McKayla owns it though, posting a picture of herself and some teammates on Twitter/Instagram that they were #notimpressed that the Olympic pool was closed.
Dishonorable Mention
Worst Olympic Coverage
Gold: NBC
Why: Criticizing NBC became a sport in itself. But know what? Like other gold medalists, the network earned it. It wasn’t just the tape delays. Here’s a critique from Jim Sylvester in a comment to one of our posts.
NBC is offering some form of reality show that is loosely based on the Olympics, but it is not “sports coverage.” …For one, it lacks coherence. It’s some sort of wretched compromise between continuous coverage and a Sports Center highlights review. What NBC is peddling is chopped up drips and drabs of pieces of events that interrupt the unceasing flow of advertisements – which is the real content being provided.
Supposedly there is an out (but only with a cable subscription – which seems to serve the purposes of NBC’s owner Comcast) to access all events live and online, but as anyone who has suffered with that service knows, it is unreliable, crashes, repeatedly buffers, and is heavily laden with ads imposed at short intervals that can and do interrupt events at critical moments.
Worst Reaction to An Olympic Gold Medalist
Gold: Some Haters on the Internet to Gabby Douglas’ Hair
Why: We consider this self evident.
Most Dickish Profile of an Olympic Athlete
Gold: Jere Longman, New York Times. For Lolo Jones, Everything Is Image
Why: From Slate’s Alyssa Rosenberg:
[A]s Olympic gymnastics and swimming competitions wound down and London and the world geared up for track and field, the New York Times published one of the nastiest profiles I’ve ever seen of an athlete, or really anyone, an indictment of the media presence of hurdler Lolo Jones. “Jones has decided she will be whatever anyone wants her to be—vixen, virgin, victim—to draw attention to herself and the many products she endorses,” wrote Jere Longman, in a piece that flayed Jones, while passing less judgment on the media outlets that have asked her to pose while scantily dressed or the companies that have purchased her endorsement.

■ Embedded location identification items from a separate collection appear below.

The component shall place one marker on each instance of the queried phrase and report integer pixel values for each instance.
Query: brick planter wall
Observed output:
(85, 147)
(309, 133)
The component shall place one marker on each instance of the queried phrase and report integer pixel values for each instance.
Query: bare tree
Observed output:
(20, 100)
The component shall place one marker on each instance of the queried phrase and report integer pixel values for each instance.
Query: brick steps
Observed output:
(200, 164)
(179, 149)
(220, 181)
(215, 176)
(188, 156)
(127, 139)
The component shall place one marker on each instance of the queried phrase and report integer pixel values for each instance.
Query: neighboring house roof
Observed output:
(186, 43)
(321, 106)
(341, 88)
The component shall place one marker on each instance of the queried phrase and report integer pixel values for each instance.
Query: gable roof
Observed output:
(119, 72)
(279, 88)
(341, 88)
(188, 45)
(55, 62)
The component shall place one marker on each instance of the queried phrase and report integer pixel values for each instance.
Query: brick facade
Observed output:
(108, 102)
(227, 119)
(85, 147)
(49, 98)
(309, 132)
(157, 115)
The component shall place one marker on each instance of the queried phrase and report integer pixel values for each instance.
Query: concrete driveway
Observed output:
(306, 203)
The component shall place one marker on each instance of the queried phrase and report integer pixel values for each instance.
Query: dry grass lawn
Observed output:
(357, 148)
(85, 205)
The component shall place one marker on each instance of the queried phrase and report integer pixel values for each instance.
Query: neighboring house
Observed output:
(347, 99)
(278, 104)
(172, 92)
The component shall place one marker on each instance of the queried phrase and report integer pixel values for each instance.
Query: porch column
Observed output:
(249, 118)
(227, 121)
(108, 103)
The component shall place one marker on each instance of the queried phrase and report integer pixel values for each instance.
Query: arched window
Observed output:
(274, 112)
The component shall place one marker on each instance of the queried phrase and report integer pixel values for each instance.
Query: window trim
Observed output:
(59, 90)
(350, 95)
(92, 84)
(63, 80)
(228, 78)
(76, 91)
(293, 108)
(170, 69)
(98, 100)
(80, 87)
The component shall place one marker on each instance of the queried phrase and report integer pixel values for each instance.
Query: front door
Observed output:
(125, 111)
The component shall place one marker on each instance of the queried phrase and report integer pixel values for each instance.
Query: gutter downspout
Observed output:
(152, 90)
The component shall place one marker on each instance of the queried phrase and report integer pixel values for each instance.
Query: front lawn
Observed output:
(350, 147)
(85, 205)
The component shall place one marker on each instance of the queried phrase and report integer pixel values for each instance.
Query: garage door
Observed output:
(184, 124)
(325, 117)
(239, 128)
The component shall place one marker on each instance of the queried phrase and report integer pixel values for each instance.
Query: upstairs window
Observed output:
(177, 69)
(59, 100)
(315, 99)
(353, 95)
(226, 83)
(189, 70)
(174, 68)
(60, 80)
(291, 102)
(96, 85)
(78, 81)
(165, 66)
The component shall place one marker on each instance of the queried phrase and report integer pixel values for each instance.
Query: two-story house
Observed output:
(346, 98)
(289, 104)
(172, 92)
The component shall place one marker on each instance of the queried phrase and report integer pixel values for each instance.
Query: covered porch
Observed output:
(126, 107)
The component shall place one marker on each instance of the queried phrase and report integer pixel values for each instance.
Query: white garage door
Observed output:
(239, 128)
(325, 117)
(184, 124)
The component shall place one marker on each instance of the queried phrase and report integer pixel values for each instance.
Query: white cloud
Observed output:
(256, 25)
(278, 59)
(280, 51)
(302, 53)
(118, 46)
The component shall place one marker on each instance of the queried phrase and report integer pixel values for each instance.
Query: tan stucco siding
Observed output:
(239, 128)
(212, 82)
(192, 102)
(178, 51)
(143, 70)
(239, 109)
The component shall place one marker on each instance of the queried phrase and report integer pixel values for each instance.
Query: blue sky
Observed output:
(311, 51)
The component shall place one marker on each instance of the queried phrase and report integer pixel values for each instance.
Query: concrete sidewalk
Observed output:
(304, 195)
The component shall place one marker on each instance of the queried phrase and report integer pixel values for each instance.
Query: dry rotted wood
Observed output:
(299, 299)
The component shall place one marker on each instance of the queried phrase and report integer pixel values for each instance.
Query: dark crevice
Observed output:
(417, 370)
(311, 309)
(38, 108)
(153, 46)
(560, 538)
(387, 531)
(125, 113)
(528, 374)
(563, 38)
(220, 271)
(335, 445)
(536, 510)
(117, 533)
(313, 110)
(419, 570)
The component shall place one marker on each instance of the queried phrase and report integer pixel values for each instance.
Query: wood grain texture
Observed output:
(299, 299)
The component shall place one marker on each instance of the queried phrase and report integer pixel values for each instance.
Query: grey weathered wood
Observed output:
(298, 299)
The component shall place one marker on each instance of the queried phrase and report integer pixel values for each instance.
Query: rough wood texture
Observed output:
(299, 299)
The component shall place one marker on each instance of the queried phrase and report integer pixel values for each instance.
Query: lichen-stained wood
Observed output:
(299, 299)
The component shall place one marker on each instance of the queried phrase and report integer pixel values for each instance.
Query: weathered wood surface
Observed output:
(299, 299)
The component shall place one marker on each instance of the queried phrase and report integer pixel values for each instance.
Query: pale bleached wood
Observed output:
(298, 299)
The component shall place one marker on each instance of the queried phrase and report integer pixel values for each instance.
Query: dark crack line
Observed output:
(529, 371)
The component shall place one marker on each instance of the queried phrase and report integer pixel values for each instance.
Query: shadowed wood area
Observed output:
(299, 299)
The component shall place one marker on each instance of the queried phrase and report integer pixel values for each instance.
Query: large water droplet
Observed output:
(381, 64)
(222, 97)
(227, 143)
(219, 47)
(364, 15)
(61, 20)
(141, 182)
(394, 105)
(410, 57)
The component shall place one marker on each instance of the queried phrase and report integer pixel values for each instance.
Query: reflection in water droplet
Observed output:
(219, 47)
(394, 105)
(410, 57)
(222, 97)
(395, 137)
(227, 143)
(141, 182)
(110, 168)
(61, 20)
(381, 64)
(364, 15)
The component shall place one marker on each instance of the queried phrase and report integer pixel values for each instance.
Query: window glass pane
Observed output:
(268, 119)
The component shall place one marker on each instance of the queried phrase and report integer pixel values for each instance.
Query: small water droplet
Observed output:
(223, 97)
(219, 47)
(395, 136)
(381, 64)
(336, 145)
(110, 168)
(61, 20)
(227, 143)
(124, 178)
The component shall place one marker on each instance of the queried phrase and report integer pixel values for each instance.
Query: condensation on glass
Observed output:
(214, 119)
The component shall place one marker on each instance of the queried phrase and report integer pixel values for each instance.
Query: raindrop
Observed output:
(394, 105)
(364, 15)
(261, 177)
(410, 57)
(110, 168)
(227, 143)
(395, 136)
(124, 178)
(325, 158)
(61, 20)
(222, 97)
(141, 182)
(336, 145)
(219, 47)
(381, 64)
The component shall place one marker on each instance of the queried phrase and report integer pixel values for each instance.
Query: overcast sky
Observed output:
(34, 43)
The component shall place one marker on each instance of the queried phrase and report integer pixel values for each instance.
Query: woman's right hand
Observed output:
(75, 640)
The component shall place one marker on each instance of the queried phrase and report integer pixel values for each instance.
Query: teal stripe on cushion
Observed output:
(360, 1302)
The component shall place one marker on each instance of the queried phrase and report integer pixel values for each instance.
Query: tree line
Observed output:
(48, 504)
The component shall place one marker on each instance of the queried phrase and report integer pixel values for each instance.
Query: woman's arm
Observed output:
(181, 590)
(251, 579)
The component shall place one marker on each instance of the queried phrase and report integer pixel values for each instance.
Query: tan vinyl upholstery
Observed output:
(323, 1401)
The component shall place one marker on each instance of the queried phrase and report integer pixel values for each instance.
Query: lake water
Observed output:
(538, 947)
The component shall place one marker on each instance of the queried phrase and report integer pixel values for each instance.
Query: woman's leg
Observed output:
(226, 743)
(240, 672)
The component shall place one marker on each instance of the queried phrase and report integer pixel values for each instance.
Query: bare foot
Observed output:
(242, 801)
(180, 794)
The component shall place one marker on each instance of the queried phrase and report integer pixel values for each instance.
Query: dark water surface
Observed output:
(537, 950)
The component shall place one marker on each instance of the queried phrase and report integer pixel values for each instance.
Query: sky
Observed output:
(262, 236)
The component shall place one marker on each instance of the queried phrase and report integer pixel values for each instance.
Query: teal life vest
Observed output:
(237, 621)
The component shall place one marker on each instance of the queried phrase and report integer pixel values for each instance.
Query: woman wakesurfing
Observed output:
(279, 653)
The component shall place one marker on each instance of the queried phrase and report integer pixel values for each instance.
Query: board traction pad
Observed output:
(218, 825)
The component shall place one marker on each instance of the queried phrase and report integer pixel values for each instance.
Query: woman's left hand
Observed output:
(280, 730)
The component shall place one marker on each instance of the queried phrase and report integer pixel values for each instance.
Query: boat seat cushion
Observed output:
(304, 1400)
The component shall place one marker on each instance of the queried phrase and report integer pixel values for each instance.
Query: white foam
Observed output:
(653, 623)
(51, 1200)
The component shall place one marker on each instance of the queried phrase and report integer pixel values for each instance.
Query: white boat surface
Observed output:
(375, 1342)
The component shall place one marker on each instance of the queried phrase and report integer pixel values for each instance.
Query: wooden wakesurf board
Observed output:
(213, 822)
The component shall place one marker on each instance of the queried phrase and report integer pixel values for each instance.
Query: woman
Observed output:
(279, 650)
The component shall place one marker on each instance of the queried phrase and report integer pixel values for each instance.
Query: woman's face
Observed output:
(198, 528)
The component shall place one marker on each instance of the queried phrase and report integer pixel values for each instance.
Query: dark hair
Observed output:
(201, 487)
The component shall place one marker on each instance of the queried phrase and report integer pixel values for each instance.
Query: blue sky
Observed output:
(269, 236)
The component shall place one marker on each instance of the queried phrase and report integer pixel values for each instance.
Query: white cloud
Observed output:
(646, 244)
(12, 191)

In an Olympics that’s been marked by stories about the financial woes of athletes, and the financial disparities between the families of competitors, there’s something deeply strange about condemning a competitor for doing what it takes to fund a rigorous training program and to stay financially afloat.
See also, Isaac Rauch, Deadspin. What Did Lolo Jones Ever Do To The New York Times?
Worst Reaction to Olympic Media Criticism
Gold: (tie) Twitter and NBC
Why: As #NBCFail trended to a fever pitch, Twitter informed NBC how to file a complaint against British journalist Guy Adams for posting the corporate email address of NBC Olympics President Gary Zenkel.
NBC followed through and Adams’ account was suspended until public outcry eventually got him reinstated.